Bertram Ludaescher wrote:
>>>>On Thu, 03 Nov 2005 14:19:49 -0900
>>>>Matt Jones <jones at nceas.ucsb.edu> wrote:
>>>>
>>>>
>MJ>
>MJ> Yeah, we debated whether or not to have the source button so visible or
>MJ> whether to bury it in prefs. Burying it means few or no users would
>MJ> regularly use it. As the distributed searches can take a while,
>
>Is someone looking at the issue why? And how to solve it?
>(a special kind of bug for sure -- make the system faster ;-)
>
>MJ> sometimes its nice to disable several EcoGrid nodes so that the results
>MJ> from a single node return faster.
>
>I think that's only a workaround, not a solution. Could we change (not
>today, but in the future) the result return protocol of the EcoGrid to
>a "streaming mode"? That is, results appear as they come in?
>
>
This could actually be pretty difficult. For Digir, results are
organized by species scientific name, however the results comming back
from the service are unordered (well, actually they are ordered by
service provider). The other problem is related to notorious threading
issues which are throughout the code. We'd essentially have to use a
SAX type parser (currently it uses a dom) and at the appropriate times
push results into the individual result sets. Of course, this is what
we should be doing anyway for memory considerations. The reason this is
such a big change is we are cuurently using jaxrpc bindings in the
client code therefore the client completely parses the soap result into
jaxrpc binding classes prior to any processing.
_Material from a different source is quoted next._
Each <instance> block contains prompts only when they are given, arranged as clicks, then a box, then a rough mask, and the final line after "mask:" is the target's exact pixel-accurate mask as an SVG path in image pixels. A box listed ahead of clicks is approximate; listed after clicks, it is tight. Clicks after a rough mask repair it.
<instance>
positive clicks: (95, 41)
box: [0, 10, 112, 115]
>And why do EG-searches take so long in the first place (first-time or
>not..)? Do we have an analysis where the time is spent?
>
>Seems we might have an indexing challenge somewhere.. Our searches are
>by keyword or concept name it seems, but not complex nested-queries
>with cyclic, multi-way joins and aggregations ... So why aren't they
>blindingly fast?
>
>
Digir queries are actually distributed. When the submits an
Ecogrid-Digir query, the query string is essentially sent to *all*
available digir providers. At any given time there are 300 or more
digir providers available. The EcoGrid service code waits for all
providers to return results before collating into the complete result
set. This complete result set is then transformed from the Digir schema
into the resultset schema before being returned to the Kepler client.
You can imagine this takes some time. In fact, the query as a whole is
severly network bound -- it takes 3 minutes or more just transfer the
Mephitis result set from one host to another over a reliable 10Mbs
ethernet local connection (the switch is under my desk).
The old digir service (which everyone but me is using) had 12 or so hard
coded providers so it was surprisingly fast. One could argue that not
all available providers should be queried, but then the question is
which ones should be?
I do plan on trying to remove one network hop from the Ecogrid service
by essentially embedding the digir provider client code into the Ecogrid
server code. This will give me control over the threading and allow me
to parallelize the code more effectively.
I am uncertain at this time if I can stream results back to the client
code because of some impedence problems between the resultset schema and
the digir processing.
>MJ> This will be more needed as the
>MJ> number of nodes grows -- but it also placesa burden onto the user to
>MJ> know what nodes they want or need to search. Today its pragmatically
>
>right; we can't outsource/work-around the problem that way..
>
>MJ> useful, but it would be nice if we could eliminate it altogether and
>MJ> simply direct searches to the most appropriate nodes automatically. For
>
>.. and use indexing. Maybe even a warehousing approach. One big
>warehouse with efficient index structures for the kinds of searches we
>do.. can't beat that one I think ;)
>
>
Having a Digir warehouse would probably be a big benefit to the
scientific community as a whole. This is something Dave should consider.